In B.C., the Real Estate Board of Greater Vancouver said the benchmark price for all residential properties in its metro area hit $1,123,300 in March, and the number of sales across the region were up by more than 53 per cent from February and 126 per cent from March 2020.
The hot real estate market comes even as the pandemic forces governments to reinstate restrictions on gatherings meant to limit the spread of the disease.
Despite a significant uptick in COVID-19 cases and Dodig predicting "the path out of the pandemic will not be a straight line," he said during the annual meeting that he has "every reason for cautious optimism."
CIBC predicts GDP growth will amount to roughly 5.5 per cent in Canada and six per cent in the U.S. this year.
Dodig foresees households spending more of their income and some of the extra money they saved up over the last year, if the virus is better controlled.
He said this will help businesses, especially those who have been temporary shut down, recover lost ground.
However, he warned that "we must be mindful of what we could face beyond the initial rebound" because "it's not enough to just bounce back."
"In the long run, higher spending may prompt inflation that could make debt more expensive to carry when compared to historically low rates today," he said.
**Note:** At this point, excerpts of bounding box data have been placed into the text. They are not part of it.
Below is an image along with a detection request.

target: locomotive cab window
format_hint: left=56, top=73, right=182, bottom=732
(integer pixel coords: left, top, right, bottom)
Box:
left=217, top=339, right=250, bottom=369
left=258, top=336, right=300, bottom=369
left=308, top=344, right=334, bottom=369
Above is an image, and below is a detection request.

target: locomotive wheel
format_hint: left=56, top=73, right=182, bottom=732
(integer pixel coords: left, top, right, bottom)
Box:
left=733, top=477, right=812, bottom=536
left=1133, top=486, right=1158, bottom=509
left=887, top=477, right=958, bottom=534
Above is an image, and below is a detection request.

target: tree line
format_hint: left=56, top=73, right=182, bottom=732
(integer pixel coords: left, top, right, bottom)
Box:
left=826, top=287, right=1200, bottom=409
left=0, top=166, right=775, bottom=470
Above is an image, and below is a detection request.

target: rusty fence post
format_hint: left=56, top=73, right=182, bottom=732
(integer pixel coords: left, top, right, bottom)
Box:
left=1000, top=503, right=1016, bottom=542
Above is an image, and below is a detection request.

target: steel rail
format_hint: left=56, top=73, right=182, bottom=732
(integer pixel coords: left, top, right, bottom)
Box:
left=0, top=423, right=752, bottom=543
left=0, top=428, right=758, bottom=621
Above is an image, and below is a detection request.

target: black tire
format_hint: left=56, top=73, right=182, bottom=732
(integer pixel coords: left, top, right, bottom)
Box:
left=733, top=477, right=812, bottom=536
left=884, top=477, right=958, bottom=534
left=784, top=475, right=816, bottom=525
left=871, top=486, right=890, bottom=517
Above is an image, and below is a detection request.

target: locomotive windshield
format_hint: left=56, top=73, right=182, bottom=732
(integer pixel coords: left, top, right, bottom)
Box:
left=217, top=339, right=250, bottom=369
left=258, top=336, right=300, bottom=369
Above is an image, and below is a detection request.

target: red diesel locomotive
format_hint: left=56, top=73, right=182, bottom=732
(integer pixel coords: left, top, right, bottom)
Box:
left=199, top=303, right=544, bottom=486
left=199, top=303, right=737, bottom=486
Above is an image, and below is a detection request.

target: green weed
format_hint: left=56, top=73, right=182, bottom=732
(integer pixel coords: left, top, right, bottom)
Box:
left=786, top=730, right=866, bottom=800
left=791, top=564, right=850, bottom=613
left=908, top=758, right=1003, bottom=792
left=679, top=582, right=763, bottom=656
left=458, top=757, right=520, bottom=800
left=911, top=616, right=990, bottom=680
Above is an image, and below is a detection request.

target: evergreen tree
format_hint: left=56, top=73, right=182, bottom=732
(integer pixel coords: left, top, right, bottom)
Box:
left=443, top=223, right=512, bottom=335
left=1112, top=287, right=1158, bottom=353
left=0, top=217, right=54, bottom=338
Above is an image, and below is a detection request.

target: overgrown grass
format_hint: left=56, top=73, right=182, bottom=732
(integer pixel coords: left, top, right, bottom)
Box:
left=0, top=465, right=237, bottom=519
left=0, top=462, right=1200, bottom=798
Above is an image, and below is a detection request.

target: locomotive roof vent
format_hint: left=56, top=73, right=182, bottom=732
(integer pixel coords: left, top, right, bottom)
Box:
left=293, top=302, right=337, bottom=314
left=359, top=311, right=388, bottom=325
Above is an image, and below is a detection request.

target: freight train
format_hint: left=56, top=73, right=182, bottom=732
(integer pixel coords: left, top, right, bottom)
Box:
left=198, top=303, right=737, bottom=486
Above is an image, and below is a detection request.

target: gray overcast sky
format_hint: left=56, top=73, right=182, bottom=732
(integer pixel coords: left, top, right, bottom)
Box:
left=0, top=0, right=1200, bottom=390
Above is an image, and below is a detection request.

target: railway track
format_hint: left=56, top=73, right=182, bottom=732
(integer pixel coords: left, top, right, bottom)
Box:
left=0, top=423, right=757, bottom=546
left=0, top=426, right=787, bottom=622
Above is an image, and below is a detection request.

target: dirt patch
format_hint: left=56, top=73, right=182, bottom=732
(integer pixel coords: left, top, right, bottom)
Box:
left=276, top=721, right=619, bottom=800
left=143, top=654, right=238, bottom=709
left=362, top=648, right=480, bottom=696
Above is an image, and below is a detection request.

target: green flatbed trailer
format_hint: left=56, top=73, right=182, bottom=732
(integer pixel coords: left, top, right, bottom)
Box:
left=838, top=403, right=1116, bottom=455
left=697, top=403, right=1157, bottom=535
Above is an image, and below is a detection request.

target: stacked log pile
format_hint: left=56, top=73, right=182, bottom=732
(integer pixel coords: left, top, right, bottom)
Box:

"That could make the challenge of managing higher pandemic-induced debt loads that much greater for governments, corporations and consumers alike."
Questions about the future of work and the bank's office footprint are also front-of-mind.
The bank recently entered the final phase of construction on the first of two office towers in downtown Toronto to be known as CIBC Square.
Plans for the towers were made well before CIBC ordered many staff to work from home during the pandemic.
The company said earlier this week in a blog post that the majority of staff will continue working off-site until at least September, but that "the future of how and where we work will blend the best of both on-site and remote work" for many workers after the pandemic cools down.
"Nobody can put a finger on it precisely, but everyone's recognizing that there's a remote element to work that we're all getting increasingly comfortable with," Dodig said in an interview.
"For some, it will be more perpetually remote, depending on your job. For others it will be not remote at all, but the vast majority of us will be somewhere in between."
Dodig also thanked retiring board chair John Manley for his service and welcomed Kate Stevenson as his replacement.